Anuradha Gupta, Deputy CEO of Gavi, the Vaccine Alliance 

With two historic steps in two months, India’s Universal Immunisation Programme (UIP) has started a national journey to protect generations of children from the world’s biggest killers of under-fives.

First, last March, the phased introduction of rotavirus vaccine began, providing protection against a leading cause of deadly diarrhoea.  Then, in May, a similar phased roll-out of pneumococcal vaccine also kicked off — tackling the primary cause of bacterial pneumonia.

Together these vaccines will not only help to save millions of lives, but also prevent millions more from being hospitalised.

Despite other significant steps in recent years, it is shocking that nearly 1.2 million children still die each year in India before reaching their fifth birthday. Why has my country taken so long to embrace life-saving newer vaccines, which are routinely available in even the poorest countries?

Firstly, public expenditure on health has remained low. The National Rural Health Mission was launched in 2005 as a flagship public health care programme and though it provided integration it did not bring significant additional funding. With the overall public health spend stagnant at only 1% of Gross Domestic Product (GDP), the UIP was limited to providing seven basic childhood vaccines.

India’s long and demanding fight against polio has also weighed heavily on longer term investments in the UIP.  India is one of the very few developing countries to have funded a large part of its polio eradication efforts, committing a total of US$ 2 billion. However, with a budget more than three times that of the UIP, polio eradication has consumed significant financial and human resources, severely constraining national vaccination efforts.

There were other barriers too. A small but highly vocal group of Indian public health experts persistently opposed the introduction of newer vaccines into the publicly funded UIP. They filed pre-emptive litigation claiming that vaccines such as hepatitis B and the five-in-one pentavalent were unsafe, unnecessary and a drain on public resources. The cash-strapped government lacked adequate resources to mount a strong defence. 

However, when India got rid of polio with its last case in January 2011, confidence in immunisation soared. It was the beginning of a dramatic turnaround in India’s fight against infectious disease. If vaccines could banish polio, anything seemed possible.

The Government took up the legal fight to introduce much needed newer vaccines into the UIP. The argument was simple: new, life-saving vaccines were commonly recommended by private doctors and already available on the private market, yet high prices placed these same vaccines out of reach of India’s poorest, most vulnerable communities — the very people who most needed their protection. 

Once a vaccine is introduced into the UIP, all children have the same right to be immunised, free of charge and discrimination. The massive reach of the UIP, which aims to cover the 26 million children born every year in India, also guarantees predictable demand to vaccine manufacturers. This has a massive impact on price. For example, a full course of hepatitis B vaccines once cost nearly $100. Once India introduced the vaccine in its UIP in 2010, the government could buy a full course of hepatitis B for just 30 cents. 

A clear presentation of the facts was enough for India’s judiciary to dismiss the long drawn out litigation. This historic ruling opened the door to a new era of protecting India’s children from life-threatening diseases by harnessing the power of the latest generation of vaccines.

With support from our Alliance’s partners, India successfully launched the pentavalent vaccine in 2013, protecting children against diphtheria, tetanus, pertussis, hepatitis B and Haemophilus influenzae type b. The Government also established its own National Technical Advisory Group on immunisation (NITAG).
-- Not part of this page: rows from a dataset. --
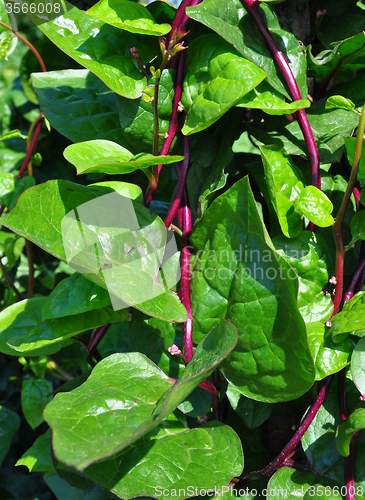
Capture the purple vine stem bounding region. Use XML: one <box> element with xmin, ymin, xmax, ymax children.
<box><xmin>241</xmin><ymin>0</ymin><xmax>321</xmax><ymax>191</ymax></box>
<box><xmin>180</xmin><ymin>188</ymin><xmax>193</xmax><ymax>363</ymax></box>
<box><xmin>244</xmin><ymin>375</ymin><xmax>333</xmax><ymax>482</ymax></box>
<box><xmin>144</xmin><ymin>51</ymin><xmax>185</xmax><ymax>208</ymax></box>
<box><xmin>17</xmin><ymin>118</ymin><xmax>43</xmax><ymax>179</ymax></box>
<box><xmin>165</xmin><ymin>135</ymin><xmax>190</xmax><ymax>228</ymax></box>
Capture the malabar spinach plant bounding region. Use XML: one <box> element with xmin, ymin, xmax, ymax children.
<box><xmin>0</xmin><ymin>0</ymin><xmax>365</xmax><ymax>500</ymax></box>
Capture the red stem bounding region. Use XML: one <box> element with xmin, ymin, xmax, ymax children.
<box><xmin>17</xmin><ymin>119</ymin><xmax>43</xmax><ymax>179</ymax></box>
<box><xmin>244</xmin><ymin>375</ymin><xmax>333</xmax><ymax>481</ymax></box>
<box><xmin>165</xmin><ymin>135</ymin><xmax>190</xmax><ymax>228</ymax></box>
<box><xmin>180</xmin><ymin>188</ymin><xmax>193</xmax><ymax>363</ymax></box>
<box><xmin>241</xmin><ymin>0</ymin><xmax>321</xmax><ymax>189</ymax></box>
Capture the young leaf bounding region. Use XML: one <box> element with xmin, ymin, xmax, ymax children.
<box><xmin>181</xmin><ymin>35</ymin><xmax>266</xmax><ymax>135</ymax></box>
<box><xmin>32</xmin><ymin>69</ymin><xmax>129</xmax><ymax>148</ymax></box>
<box><xmin>0</xmin><ymin>297</ymin><xmax>64</xmax><ymax>356</ymax></box>
<box><xmin>351</xmin><ymin>337</ymin><xmax>365</xmax><ymax>395</ymax></box>
<box><xmin>87</xmin><ymin>0</ymin><xmax>171</xmax><ymax>36</ymax></box>
<box><xmin>325</xmin><ymin>95</ymin><xmax>355</xmax><ymax>111</ymax></box>
<box><xmin>42</xmin><ymin>273</ymin><xmax>111</xmax><ymax>321</ymax></box>
<box><xmin>44</xmin><ymin>321</ymin><xmax>237</xmax><ymax>470</ymax></box>
<box><xmin>73</xmin><ymin>421</ymin><xmax>243</xmax><ymax>500</ymax></box>
<box><xmin>7</xmin><ymin>307</ymin><xmax>127</xmax><ymax>352</ymax></box>
<box><xmin>336</xmin><ymin>408</ymin><xmax>365</xmax><ymax>457</ymax></box>
<box><xmin>15</xmin><ymin>429</ymin><xmax>55</xmax><ymax>472</ymax></box>
<box><xmin>191</xmin><ymin>177</ymin><xmax>314</xmax><ymax>402</ymax></box>
<box><xmin>236</xmin><ymin>81</ymin><xmax>311</xmax><ymax>115</ymax></box>
<box><xmin>63</xmin><ymin>139</ymin><xmax>184</xmax><ymax>175</ymax></box>
<box><xmin>307</xmin><ymin>321</ymin><xmax>355</xmax><ymax>380</ymax></box>
<box><xmin>21</xmin><ymin>378</ymin><xmax>52</xmax><ymax>429</ymax></box>
<box><xmin>260</xmin><ymin>146</ymin><xmax>304</xmax><ymax>238</ymax></box>
<box><xmin>2</xmin><ymin>180</ymin><xmax>186</xmax><ymax>322</ymax></box>
<box><xmin>330</xmin><ymin>292</ymin><xmax>365</xmax><ymax>342</ymax></box>
<box><xmin>32</xmin><ymin>2</ymin><xmax>158</xmax><ymax>99</ymax></box>
<box><xmin>296</xmin><ymin>186</ymin><xmax>334</xmax><ymax>227</ymax></box>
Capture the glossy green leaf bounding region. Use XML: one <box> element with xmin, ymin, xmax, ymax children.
<box><xmin>21</xmin><ymin>378</ymin><xmax>52</xmax><ymax>429</ymax></box>
<box><xmin>0</xmin><ymin>297</ymin><xmax>64</xmax><ymax>356</ymax></box>
<box><xmin>181</xmin><ymin>34</ymin><xmax>266</xmax><ymax>135</ymax></box>
<box><xmin>32</xmin><ymin>69</ymin><xmax>129</xmax><ymax>147</ymax></box>
<box><xmin>63</xmin><ymin>139</ymin><xmax>184</xmax><ymax>175</ymax></box>
<box><xmin>273</xmin><ymin>231</ymin><xmax>332</xmax><ymax>310</ymax></box>
<box><xmin>15</xmin><ymin>429</ymin><xmax>55</xmax><ymax>472</ymax></box>
<box><xmin>32</xmin><ymin>2</ymin><xmax>158</xmax><ymax>99</ymax></box>
<box><xmin>267</xmin><ymin>467</ymin><xmax>344</xmax><ymax>500</ymax></box>
<box><xmin>236</xmin><ymin>81</ymin><xmax>311</xmax><ymax>115</ymax></box>
<box><xmin>296</xmin><ymin>186</ymin><xmax>334</xmax><ymax>227</ymax></box>
<box><xmin>351</xmin><ymin>337</ymin><xmax>365</xmax><ymax>395</ymax></box>
<box><xmin>307</xmin><ymin>322</ymin><xmax>355</xmax><ymax>380</ymax></box>
<box><xmin>2</xmin><ymin>180</ymin><xmax>186</xmax><ymax>321</ymax></box>
<box><xmin>115</xmin><ymin>69</ymin><xmax>175</xmax><ymax>154</ymax></box>
<box><xmin>260</xmin><ymin>146</ymin><xmax>304</xmax><ymax>238</ymax></box>
<box><xmin>42</xmin><ymin>273</ymin><xmax>111</xmax><ymax>321</ymax></box>
<box><xmin>345</xmin><ymin>137</ymin><xmax>365</xmax><ymax>179</ymax></box>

This Group is composed of experts, who systematically assess the national disease burden and make evidence-based recommendations for the introduction of new vaccines.

Thanks to the NITAG and the massive upgrading of the UIP, in the past year India has successfully introduced three new vaccines – pneumococcal, rotavirus and a combined vaccine against measles and rubella. The state of Punjab has also introduced human papillomavirus (HPV). In a country with the world’s largest birth cohort, this is no small achievement.

If India is to continue the fight to protect every child from vaccine-preventable diseases, it would need to dig deeper. Our Alliance has learned firsthand that universal coverage requires strong political will, sustained financing and the untiring commitment of millions of frontline health workers and mothers. As someone who is proud to have a played a role in both my country’s fight against polio and unlocking lasting access to new vaccines, India’s latest milestones on its immunisation journey fill me with immeasurable joy.